We are all prophets like John the Baptist, you, child shall be called a prophet of the highest, you shall go before the face of the Lord to prepare his way… [Luke 1:76f]  We are meant to help others in their blindness to see – prophets.  We are “a royal priesthood”, kingly that is, all given a noble spirit, such dignity in our restored humanity, that we can provide leadership in the world, by grace, ruling ourselves first, guiding in humility our friends and family, challenging governments where our laws are unjust, and St Paul says we are even to judge angels! [1 Corinthians 6:3] – we are kings.  And we participate in Christ’s priesthood, here to intercede for others, blessing others, with a ministry of reconciliation, peacemakers, offering ourselves as living sacrifices – priests of the Most High God!

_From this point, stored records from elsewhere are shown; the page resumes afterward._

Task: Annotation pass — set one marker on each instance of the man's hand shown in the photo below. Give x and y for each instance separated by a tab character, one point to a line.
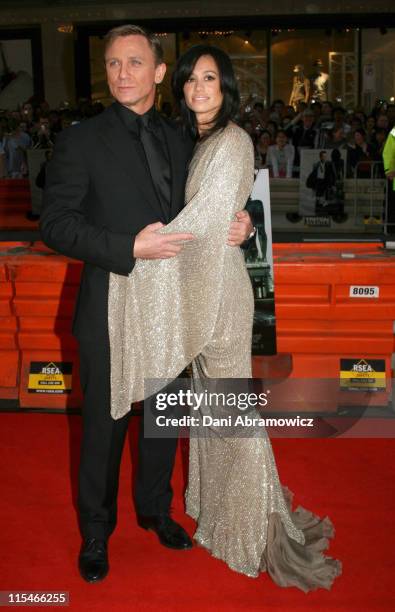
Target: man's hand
149	244
240	230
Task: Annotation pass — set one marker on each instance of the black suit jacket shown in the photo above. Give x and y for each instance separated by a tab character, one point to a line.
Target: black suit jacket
98	196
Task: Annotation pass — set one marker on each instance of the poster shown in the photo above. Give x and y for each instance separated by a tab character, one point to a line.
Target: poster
52	377
321	186
362	375
259	260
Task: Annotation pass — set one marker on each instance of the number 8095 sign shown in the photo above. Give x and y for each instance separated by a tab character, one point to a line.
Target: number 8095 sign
364	291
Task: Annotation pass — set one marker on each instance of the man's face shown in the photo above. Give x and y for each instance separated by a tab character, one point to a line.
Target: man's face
382	121
132	73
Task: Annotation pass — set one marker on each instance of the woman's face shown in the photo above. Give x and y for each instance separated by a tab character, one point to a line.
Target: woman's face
359	138
281	140
202	91
264	139
370	123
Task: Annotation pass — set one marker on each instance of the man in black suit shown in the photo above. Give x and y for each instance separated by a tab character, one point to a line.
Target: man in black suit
113	182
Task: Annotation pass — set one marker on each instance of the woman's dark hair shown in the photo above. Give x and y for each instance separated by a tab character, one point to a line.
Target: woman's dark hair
228	84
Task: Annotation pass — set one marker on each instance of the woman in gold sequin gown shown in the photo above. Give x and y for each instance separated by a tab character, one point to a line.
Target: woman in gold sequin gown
198	307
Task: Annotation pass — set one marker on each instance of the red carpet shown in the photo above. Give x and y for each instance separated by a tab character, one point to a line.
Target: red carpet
350	480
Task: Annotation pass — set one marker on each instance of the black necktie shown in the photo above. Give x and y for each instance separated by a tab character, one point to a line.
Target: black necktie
158	162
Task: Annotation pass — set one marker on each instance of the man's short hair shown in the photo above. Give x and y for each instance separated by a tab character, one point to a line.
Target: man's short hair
133	30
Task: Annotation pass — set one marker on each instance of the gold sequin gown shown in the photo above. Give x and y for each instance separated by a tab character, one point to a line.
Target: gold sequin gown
198	307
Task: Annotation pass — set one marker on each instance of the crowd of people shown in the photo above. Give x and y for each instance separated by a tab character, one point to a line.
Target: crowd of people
35	125
280	132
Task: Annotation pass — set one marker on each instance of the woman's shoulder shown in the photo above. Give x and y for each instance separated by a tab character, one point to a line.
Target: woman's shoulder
235	132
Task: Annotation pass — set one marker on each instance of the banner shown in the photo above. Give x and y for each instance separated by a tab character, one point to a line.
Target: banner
259	260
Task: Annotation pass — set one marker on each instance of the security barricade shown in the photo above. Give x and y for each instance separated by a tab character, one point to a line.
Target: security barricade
335	313
43	288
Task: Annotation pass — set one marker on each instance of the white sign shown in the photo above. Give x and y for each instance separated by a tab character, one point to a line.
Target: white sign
364	291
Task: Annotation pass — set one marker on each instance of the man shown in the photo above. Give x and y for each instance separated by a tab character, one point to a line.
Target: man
389	169
302	134
113	182
321	179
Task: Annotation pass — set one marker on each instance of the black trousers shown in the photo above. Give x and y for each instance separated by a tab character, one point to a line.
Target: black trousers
101	450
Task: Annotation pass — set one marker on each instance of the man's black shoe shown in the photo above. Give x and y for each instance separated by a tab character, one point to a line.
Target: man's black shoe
170	533
93	560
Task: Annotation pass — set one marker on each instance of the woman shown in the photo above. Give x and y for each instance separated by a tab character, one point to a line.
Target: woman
280	157
261	149
198	307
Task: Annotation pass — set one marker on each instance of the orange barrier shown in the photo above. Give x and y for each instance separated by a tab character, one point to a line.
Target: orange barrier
335	312
42	288
9	355
324	332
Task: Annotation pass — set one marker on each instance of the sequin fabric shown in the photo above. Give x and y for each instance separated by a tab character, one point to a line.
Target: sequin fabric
198	307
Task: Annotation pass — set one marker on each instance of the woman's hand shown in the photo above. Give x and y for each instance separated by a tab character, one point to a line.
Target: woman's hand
240	229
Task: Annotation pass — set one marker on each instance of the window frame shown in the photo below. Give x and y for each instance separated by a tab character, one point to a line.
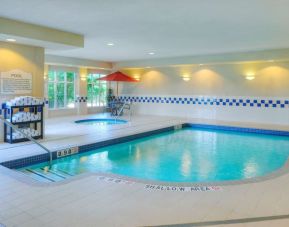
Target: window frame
65	82
93	81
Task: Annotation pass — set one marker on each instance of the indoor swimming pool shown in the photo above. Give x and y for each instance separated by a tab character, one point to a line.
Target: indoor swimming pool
186	155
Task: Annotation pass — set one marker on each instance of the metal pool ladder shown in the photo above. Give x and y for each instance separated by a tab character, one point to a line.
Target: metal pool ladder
28	137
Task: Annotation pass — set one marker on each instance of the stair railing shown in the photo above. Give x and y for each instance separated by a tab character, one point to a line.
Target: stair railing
28	137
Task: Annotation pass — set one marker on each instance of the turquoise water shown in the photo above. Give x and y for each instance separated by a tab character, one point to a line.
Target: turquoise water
101	121
187	155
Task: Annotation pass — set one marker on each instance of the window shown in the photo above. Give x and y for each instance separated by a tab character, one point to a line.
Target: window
96	90
61	89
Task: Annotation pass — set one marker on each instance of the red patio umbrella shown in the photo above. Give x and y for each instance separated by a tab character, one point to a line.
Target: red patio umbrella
118	77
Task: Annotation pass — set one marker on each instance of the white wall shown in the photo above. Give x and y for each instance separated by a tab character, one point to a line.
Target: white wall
217	81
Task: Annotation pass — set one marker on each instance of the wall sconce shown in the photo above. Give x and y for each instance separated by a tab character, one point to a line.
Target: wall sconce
186	78
136	77
250	76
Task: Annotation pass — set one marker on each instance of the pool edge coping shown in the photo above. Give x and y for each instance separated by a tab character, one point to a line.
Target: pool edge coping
283	170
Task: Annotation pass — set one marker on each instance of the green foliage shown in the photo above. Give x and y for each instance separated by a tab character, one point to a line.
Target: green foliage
61	89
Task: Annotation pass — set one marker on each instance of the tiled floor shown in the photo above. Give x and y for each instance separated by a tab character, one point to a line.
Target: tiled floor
89	201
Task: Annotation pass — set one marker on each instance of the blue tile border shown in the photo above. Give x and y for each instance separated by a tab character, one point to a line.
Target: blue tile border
211	101
239	129
36	159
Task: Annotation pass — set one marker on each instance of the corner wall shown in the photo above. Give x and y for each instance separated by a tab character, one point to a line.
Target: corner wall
215	92
26	58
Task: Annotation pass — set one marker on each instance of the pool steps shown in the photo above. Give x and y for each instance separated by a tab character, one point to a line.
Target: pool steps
46	175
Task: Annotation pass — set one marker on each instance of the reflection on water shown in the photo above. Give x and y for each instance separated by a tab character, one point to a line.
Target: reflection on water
187	155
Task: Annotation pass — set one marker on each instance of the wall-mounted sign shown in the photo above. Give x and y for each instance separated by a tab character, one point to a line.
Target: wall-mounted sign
16	82
67	152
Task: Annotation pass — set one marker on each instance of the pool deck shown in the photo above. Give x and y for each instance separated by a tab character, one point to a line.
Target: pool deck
89	200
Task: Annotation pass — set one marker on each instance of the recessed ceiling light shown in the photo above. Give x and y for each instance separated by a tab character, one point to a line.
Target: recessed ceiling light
11	40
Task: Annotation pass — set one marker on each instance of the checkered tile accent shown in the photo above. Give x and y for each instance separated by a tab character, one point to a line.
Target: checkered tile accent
212	101
81	99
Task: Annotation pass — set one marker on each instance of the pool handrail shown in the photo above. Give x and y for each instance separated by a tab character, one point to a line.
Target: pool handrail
28	137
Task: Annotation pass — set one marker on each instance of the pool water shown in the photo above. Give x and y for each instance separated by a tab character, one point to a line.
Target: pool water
101	121
186	155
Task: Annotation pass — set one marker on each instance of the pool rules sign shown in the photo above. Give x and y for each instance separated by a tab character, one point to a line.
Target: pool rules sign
16	82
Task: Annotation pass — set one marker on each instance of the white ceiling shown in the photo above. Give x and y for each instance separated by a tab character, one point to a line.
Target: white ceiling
170	28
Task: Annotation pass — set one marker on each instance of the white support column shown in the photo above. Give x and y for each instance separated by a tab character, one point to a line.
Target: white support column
81	92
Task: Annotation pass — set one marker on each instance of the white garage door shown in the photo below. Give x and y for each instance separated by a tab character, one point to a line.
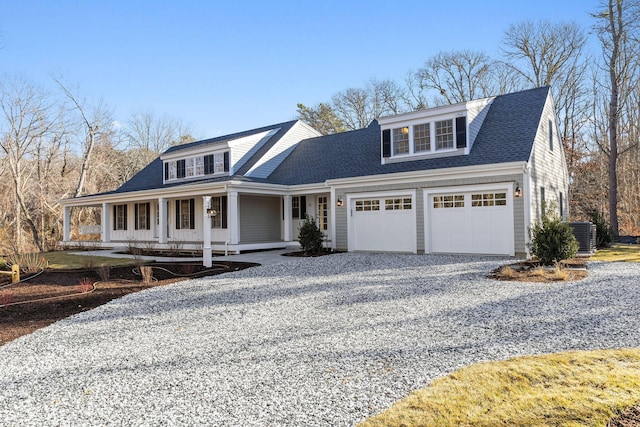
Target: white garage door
385	224
479	222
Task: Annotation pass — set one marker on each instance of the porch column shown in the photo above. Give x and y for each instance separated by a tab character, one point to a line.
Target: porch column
162	220
206	232
66	224
106	222
234	218
287	219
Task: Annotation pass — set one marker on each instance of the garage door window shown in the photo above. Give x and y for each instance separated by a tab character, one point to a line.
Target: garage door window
489	199
367	205
397	204
451	201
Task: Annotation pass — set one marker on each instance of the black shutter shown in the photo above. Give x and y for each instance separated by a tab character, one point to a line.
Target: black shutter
226	161
192	214
177	214
386	143
181	168
208	164
461	132
223	208
148	207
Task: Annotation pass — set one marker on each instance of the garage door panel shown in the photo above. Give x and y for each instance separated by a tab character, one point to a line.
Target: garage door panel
384	224
470	222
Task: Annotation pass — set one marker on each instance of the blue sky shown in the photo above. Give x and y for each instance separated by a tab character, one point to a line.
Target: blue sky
235	65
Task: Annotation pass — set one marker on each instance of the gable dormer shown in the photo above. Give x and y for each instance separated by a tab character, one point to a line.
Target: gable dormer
436	132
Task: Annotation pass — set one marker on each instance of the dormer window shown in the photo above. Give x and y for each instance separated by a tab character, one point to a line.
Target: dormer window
400	141
422	137
444	134
196	166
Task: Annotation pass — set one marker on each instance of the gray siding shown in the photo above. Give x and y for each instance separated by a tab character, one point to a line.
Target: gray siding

May Eleonore be blessed and grow in grace by the help of her parents and godmother, her family and friends and Christians of whatever denomination whom she will meet throughout her lifetime on earth, to know herself in Christ – a prophet, priest and king, under Jesus our perfect Prophet, Priest and King!

Let us now be fed by Jesus, let us now enter into His rest, and then, renewed and refreshed by His love, look out into the world and help gather up the fragments that remain, that nothing may be lost.